What can we do to reduce the number of tragic cardiac events in sport? doi 10.1136/bjsports-2012-091252
Big gaps in basic knowledge about the numbers and causes of apparently inexplicable heart attacks among young sportsmen and women are seriously hampering our ability to prevent them, says a sport and exercise medicine specialist in the British Journal of Sports Medicine.
At the very least, we need to start building reliable databases of all such events across sport, in a bid to start plugging these knowledge gaps, say Dr Richard Weiler and colleagues.
His comments come in the wake of the recent high profile case of premier league footballer, Fabrice Muamba, who collapsed on pitch, in front of a stadium packed with spectators, after sustaining a sudden heart attack.
Fortunately, Mr Muamba recovered, but cases like these, although rare, are still likely to occur despite screening programmes, and they are poorly understood, emphasises Dr Weiler.
These cases have prompted improvements in pitch-side and acute sports medicine, including emergency life support, defibrillation and the development of practical education courses and emergency care guidelines, says Dr Weiler.
None the less, he says: "We still lack many answers to basic questions about these afflictions. We do not know the exact numbers and trends in prevalence or incidence, and do not understand the [multiple causes] that trigger sudden cardiac death in previously healthy athletes."
Issues that still need further investigation are the roles of gender and ethnicity, geography and genes, he says.
For example, Sub-Saharan Africa may be a "cardiac hotspot," with recent research linking sudden heart attacks to sickle cell trait.
Other research suggests that African Americans are three times more prone to sudden cardiac death/arrest than white athletes, although the rates vary considerably depending on the type of sport played.
And another study found that heart (ECG) tracing patterns differ between white and black athletes, although whether this is normal or indicates a higher risk for sudden cardiac death is not known, says Dr Weiler.

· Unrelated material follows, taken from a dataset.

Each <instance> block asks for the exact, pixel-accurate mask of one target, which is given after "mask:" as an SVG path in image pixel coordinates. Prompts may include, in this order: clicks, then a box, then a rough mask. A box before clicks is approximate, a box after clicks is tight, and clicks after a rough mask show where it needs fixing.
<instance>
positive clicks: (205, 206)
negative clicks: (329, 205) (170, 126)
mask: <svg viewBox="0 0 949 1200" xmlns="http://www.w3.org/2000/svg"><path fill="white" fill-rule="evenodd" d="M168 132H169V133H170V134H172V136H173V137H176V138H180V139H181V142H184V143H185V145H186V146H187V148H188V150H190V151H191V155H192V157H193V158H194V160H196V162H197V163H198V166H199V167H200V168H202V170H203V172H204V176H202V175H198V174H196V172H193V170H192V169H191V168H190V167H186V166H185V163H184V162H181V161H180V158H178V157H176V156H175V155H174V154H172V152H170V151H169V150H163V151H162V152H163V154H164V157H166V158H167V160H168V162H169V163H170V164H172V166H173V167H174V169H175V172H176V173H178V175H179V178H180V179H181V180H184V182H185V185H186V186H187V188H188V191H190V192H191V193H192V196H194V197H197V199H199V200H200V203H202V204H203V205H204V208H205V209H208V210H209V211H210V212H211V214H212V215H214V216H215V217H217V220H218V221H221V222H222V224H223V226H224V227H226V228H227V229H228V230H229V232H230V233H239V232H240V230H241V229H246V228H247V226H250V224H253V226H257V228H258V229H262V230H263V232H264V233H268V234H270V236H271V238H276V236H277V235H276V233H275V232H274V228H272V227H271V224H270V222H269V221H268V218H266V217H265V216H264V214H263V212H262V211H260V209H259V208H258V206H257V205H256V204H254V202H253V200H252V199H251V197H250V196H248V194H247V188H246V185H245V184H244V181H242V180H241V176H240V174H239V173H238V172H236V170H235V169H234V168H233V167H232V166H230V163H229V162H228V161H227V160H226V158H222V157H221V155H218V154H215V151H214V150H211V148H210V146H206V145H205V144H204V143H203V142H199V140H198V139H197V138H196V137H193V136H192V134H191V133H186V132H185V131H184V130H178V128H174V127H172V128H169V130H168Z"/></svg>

Screening programmes throw up a considerable number of false positive results, and it is still far from clear whether screening actually cuts the number of deaths, whether it is cost effective, and how to manage any abnormal findings, he says.
"It is vital that we start to answer these questions based on reliable science and evidence," he insists. "To achieve this, we propose the collection and recording of reliable data across sport of every sudden cardiac death/arrest," he writes.
But for this to happen, cooperation and collaboration will be needed among sporting organisations, federations, and clubs, in addition to the establishment of sport specific and national registries for these incidents, he suggests.
Dr Weiler cites a FIFA (International Football Federation) initiative. This requires a medical assessment before a match for all FIFA competitions, and includes a recently established database for all its 208 member associations in a bid to build up an evidence base and better understand the condition.
"This is one of many efforts needed to fill knowledge gaps and enable us to mitigate the risks of sudden cardiac arrest/death," concludes Dr Weiler, adding that minimum standards of pitch-side medical care across all sports are essential.